Understanding Hyperplanes and Rescaling in Optimization

The Concept of Hyperplanes

  • The discussion begins with the minimization of the expression W^T X + P over X , leading to a maximization problem concerning W .
  • A hyperplane is defined by the equation W^T X + B = 0 . Rescaling both W and B by any positive constant does not alter the hyperplane's position.
  • This rescaling introduces a degree of freedom, allowing for multiple representations of the same hyperplane without affecting its properties.

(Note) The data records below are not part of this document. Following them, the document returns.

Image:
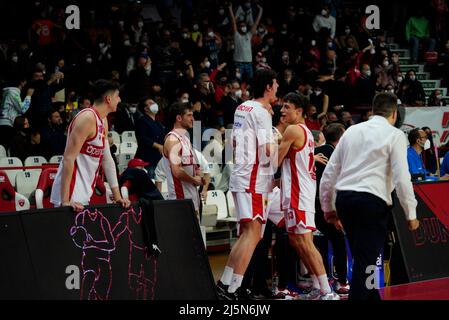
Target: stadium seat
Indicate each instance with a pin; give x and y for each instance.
(26, 182)
(115, 137)
(10, 200)
(3, 153)
(99, 196)
(56, 159)
(129, 136)
(231, 205)
(218, 198)
(43, 190)
(123, 159)
(34, 161)
(11, 162)
(128, 147)
(109, 194)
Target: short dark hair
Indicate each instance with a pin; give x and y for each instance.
(102, 88)
(333, 132)
(261, 80)
(414, 135)
(178, 109)
(299, 100)
(384, 104)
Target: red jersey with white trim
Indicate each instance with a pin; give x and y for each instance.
(252, 129)
(86, 167)
(298, 177)
(178, 189)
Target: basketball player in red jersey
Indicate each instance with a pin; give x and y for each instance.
(87, 150)
(298, 188)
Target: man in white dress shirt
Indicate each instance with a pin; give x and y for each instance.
(367, 165)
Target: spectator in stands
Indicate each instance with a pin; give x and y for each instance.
(444, 170)
(364, 87)
(383, 73)
(411, 91)
(52, 135)
(319, 99)
(231, 101)
(418, 143)
(417, 30)
(126, 117)
(21, 139)
(150, 135)
(332, 134)
(11, 107)
(242, 43)
(436, 99)
(138, 84)
(325, 20)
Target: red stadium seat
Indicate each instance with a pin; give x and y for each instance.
(10, 200)
(44, 186)
(99, 196)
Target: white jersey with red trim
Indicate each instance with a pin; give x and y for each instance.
(178, 189)
(298, 177)
(252, 129)
(86, 167)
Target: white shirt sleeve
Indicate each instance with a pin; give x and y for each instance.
(329, 178)
(401, 176)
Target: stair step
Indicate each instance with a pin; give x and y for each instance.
(415, 67)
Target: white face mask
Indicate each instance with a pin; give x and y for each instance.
(154, 108)
(427, 145)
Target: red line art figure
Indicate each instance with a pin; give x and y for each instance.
(142, 266)
(92, 233)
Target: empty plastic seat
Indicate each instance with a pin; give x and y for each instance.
(26, 182)
(44, 186)
(218, 198)
(11, 162)
(10, 200)
(56, 159)
(129, 136)
(128, 147)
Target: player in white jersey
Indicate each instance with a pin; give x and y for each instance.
(251, 178)
(179, 161)
(298, 185)
(87, 150)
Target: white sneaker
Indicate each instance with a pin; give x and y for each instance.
(315, 294)
(329, 296)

Fixing a Scale for Simplification

  • To simplify calculations, a specific scale is chosen such that the minimum value of W^T X + P = 1 . This choice aids in managing constraints effectively.
  • The objective function becomes simpler as it reduces to maximizing or minimizing terms involving W^T W , streamlining future calculations.

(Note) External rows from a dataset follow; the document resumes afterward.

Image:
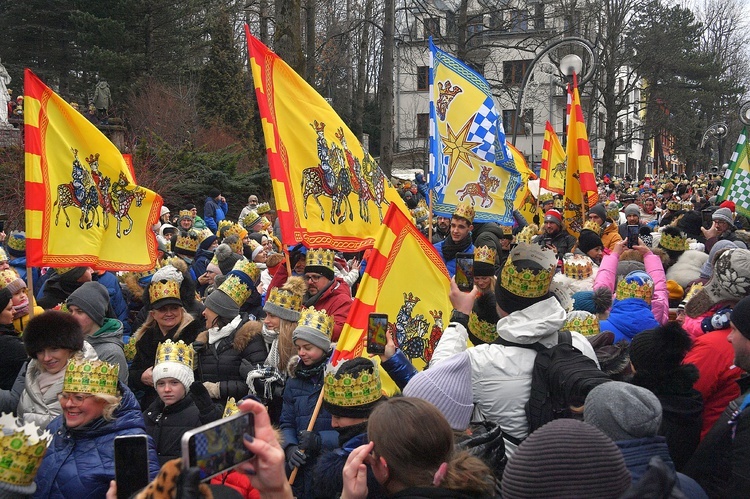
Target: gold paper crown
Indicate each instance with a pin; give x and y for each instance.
(349, 391)
(165, 288)
(525, 282)
(320, 258)
(483, 330)
(674, 243)
(464, 210)
(177, 352)
(91, 377)
(21, 451)
(316, 319)
(631, 289)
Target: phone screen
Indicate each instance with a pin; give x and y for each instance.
(218, 446)
(131, 464)
(465, 271)
(377, 325)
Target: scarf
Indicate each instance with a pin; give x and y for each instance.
(450, 248)
(215, 334)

Constraints and Their Implications

  • It is possible to rescale values so that certain margins are achieved, ensuring that while solutions may differ, the hyperplane remains consistent.
  • A critical insight is presented: maximizing an expression can be transformed into minimizing its reciprocal. This equivalence simplifies optimization strategies.

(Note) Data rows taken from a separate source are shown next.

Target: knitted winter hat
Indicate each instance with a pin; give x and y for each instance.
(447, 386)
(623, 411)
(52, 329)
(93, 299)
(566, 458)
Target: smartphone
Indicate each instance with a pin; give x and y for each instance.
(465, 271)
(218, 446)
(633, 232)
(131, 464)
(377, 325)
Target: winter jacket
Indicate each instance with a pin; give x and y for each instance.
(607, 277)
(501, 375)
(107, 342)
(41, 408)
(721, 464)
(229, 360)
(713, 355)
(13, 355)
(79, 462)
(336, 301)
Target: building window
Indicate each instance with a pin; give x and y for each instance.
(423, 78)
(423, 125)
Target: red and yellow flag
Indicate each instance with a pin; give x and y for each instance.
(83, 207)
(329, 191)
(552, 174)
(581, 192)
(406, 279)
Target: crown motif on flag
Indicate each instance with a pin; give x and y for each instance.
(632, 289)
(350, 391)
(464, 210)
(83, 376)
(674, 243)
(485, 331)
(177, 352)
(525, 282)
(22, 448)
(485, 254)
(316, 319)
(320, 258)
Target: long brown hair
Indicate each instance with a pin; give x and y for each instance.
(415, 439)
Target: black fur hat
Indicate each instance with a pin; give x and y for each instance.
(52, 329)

Equivalence of Constraints

  • The speaker claims that two sets of constraints can be expressed interchangeably. Specifically, if one set holds true, it implies validity for another set involving conditions on all data points.
  • Participants are encouraged to discuss and verify this claim about constraint equivalence among themselves.

Analyzing Margin Conditions

  • The discussion shifts towards understanding how margin conditions relate to overall constraints. If all data points satisfy certain inequalities, implications arise regarding their minimum values.
  • Clarifications are made regarding potential concerns about margins exceeding specified limits; however, it’s emphasized that minimization processes will ensure compliance with required conditions.

Understanding Quadratic Programming in Machine Learning

The Basics of Optimization and Constraints

  • The discussion begins with the concept of minimizing an objective function, specifically mentioning that dividing both W and B by ten still satisfies constraints but results in a smaller objective value, indicating it cannot be optimal.
  • It is highlighted that the problem at hand is a linear quadratic function, characterized as a parabola with linear constraints, categorizing it as a quadratic program studied extensively in mathematics.

Practical Application of Quadratic Programming

  • A demo is introduced to illustrate the application of quadratic programming in machine learning. The speaker acknowledges previous skepticism about the demo's authenticity but confirms its relevance.
  • The speaker creates a dataset with linearly separable data points and runs an SVM (Support Vector Machine) solver to find the hyperplane that maximizes margin between classes.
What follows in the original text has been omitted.